I have to say, I'm impressed with how responsive this office has been. The surgery coordinator promptly sent me an email confirming my surgery date and providing pre-surgery showering instructions. The instructions said to use Hibiclens, but since I had an allergic reaction to chlorhexidine when I got my port installed, I called up the surgery coordinator to ask about it. She said I should just use any antibacterial soap. It occurs to me that I did shower with Hibiclens for my double mastectomy surgery, and I didn't have an allergic reaction then, but I figure it's better to be safe than sorry, so I'll just steer clear of it.   

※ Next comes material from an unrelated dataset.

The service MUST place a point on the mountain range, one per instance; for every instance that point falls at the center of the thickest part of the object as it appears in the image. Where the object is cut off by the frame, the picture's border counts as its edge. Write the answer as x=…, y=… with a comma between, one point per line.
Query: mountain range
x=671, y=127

I also asked about the pre-surgery covid testing requirements, which weren't in the email. She said the hospital will call me closer to the surgery date to give me more instructions, including when and where to get tested before the surgery. My area is in another covid surge - right now my state has Delta-level case numbers, and the kids' school district has more daily cases than our Omicron peak! - so I'll need to be even more cautious to make sure I don't get infected before my surgery. 

Friday, April 29, 2022

4/29/22: Oophorectomy Surgery Consultation Appointment

I will never take for granted having medical providers I like and trust. My OB/GYN surgeon inspired confidence and was super friendly.

First off, the procedure I'll be getting isn't just an oophorectomy, it's called a bilateral salpingo-oophorectomy (BSO). "Salpingo" means "relating to fallopian tubes". Apparently, fallopian tubes serve no purpose without ovaries, plus many ovarian cancers may actually originate in the fallopian tubes, so it just makes sense to also remove fallopian tubes when removing ovaries.

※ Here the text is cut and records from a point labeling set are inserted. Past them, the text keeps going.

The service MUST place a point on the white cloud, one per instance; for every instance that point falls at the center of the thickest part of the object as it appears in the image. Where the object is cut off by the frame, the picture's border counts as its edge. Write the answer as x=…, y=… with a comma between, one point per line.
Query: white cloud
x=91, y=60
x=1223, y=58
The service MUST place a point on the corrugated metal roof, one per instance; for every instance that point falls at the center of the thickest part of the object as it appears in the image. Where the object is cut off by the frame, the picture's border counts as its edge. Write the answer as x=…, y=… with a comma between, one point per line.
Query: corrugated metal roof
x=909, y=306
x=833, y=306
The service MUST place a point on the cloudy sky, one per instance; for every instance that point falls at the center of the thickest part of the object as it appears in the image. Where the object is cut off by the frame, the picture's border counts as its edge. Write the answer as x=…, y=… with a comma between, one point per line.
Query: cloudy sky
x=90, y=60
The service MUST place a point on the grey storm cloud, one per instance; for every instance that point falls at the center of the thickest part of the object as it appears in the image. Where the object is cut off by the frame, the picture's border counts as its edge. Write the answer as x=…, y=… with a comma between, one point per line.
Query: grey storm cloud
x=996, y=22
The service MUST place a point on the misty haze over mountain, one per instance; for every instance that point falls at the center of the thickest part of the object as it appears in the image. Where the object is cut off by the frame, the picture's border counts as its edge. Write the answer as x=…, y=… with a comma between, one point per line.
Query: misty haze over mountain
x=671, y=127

It will be laparoscopic, with 3 entry points. (I found this part fascinating.) One will be through my bellybutton, and the other two will be 0.5 cm incisions towards the outer edges of my hip. I'll get general anesthesia, and the procedure itself should take about an hour. She already scheduled the surgery for June 16th, and I'll have a follow-up appointment 3-4 weeks after that. I'll have typical post-surgery restrictions (e.g., no heavy lifting) for 2 weeks afterwards, and she said full recovery should be "a few weeks".

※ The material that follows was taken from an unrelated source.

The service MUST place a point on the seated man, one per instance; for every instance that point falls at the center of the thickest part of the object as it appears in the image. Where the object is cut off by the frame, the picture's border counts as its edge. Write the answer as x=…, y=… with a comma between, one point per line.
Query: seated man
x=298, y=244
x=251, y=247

Before the surgery, I'll need a pelvic ultrasound so the doctor can confirm that the surgery can be done laparoscopically. I'll also need a covid test, which the doctor said will be done at the hospital a couple days beforehand. The hospital for this surgery will not be my usual hospital location, and also not the new OB/GYN office location, but another satellite hospital location. A bit more of a drive, but still better than driving into the city. 

After the surgery, I'll be in surgically-induced menopause, which can sometimes lead to more severe menopause symptoms because the loss of estrogen is more drastic than when the ovaries gradually shut down naturally. But, since I've already been on Lupron for so long, and my body has already experienced chemically-induced menopause, the doctor says my menopause-related symptoms shouldn't be too bad compared with what I already have now. I may have new or worse symptoms for a few months, but hopefully they will only be temporary. 

My estradiol will continue to be monitored, at least for a while, to make sure it's <5 as expected. 

I'm assuming I'll just continue with anastrozole, but I'm not sure, I'll have to ask my oncologist about it.

After all this, it occurs to me that if I had gotten my ovaries out earlier, I would never have been put on Tamoxifen (which is only for premenopausal women), and I never would have gotten non-alcoholic fatty liver disease. That's a whole extra medical condition that puts me at high risk for covid! Oh, well. Could not have been predicted.